Liam wszedł do swojego pokoju w internacie tyłem, całą swoją uwagę skupiając na utrzymaniu dystansu między sobą, a Felixem, który najwyraźniej bardzo się stęsknił. Uderzył go rozprostowaną dłonią w spodnią część podbródka, gdy Felix nachylił się, by go pocałować. Nie usłyszał jednak charakterystycznego dźwięku uderzających o siebie zębów.

- Ugryzłem się w język - poskarżył się baseballista, a jego głos zniekształciła dłoń, którą zasłonił usta.

- Masz za swoje - odparł Liam i korzystając z tego, że chłopak wreszcie się od niego odlepił, wyciągnął klucze z zamka po zewnętrznej stronie drzwi.

- No ale, Liam, ja się tu stęskniłem.

Hetfield westchnął, rzucił torbę w kąt, klucze na biurko i podszedł do zasłoniętego białymi żaluzjami okna.

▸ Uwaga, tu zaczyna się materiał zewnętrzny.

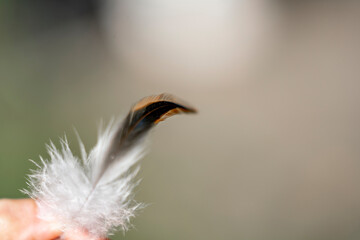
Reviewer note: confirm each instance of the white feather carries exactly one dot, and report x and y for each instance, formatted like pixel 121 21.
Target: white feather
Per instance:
pixel 63 187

Dopiero tutaj, w Oklahomie, dotarło do niego z pełną mocą, co się stało i jakie będzie to miało konsekwencje dla niego i całej rodziny. Odwrócił się i usiadł ciężko po ścianą.

Felix, który najwyraźniej wyczuł zmianę w jego nastroju, podszedł i przykucnął obok. Jego duże, piwne oczy błyszczały, podobnie jak falujące wokół twarzy i szyi włosy w kolorze miodowego brązu. Chciał pogłaskać Liama po farbowanej czuprynie, ale ten odepchnął jego dłoń.

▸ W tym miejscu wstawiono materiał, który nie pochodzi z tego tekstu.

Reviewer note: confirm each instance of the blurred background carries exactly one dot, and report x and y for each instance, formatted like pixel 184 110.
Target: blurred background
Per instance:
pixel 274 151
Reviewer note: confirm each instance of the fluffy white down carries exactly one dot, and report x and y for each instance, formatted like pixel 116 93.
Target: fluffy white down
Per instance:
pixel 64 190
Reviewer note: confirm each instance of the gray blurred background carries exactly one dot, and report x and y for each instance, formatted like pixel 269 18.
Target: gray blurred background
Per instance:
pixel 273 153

- Aż tak źle? - spytał Felix niezniechęcony tym gestem.

- Gorzej - odparł Liam. - Najgorzej. Ojciec dowiedział się, że Jack jest gejem.

- No to rzeczywiście nie za ciekawie, ale głównie dla twojego brata perwersa.

Liam pokręcił głową. To nie zmieni wyłącznie życia Jacka, ale ich wszystkich. Całej rodziny, chociaż to określenie na wyrost. Ojciec zapewne, kiedy już wymaże dowody istnienia swojego pierworodnego oraz jego osobę z powierzchni Ziemi, będzie chciał dalej odgrywać swój teatrzyk przykładnej, amerykańskiej rodziny. Jednak już na wieczność będzie nad nimi wisieć ten cień. Zostali zbrukani i naznaczeni. Palce mieszkańców Amarillo już zawsze będą wskazywać na nich.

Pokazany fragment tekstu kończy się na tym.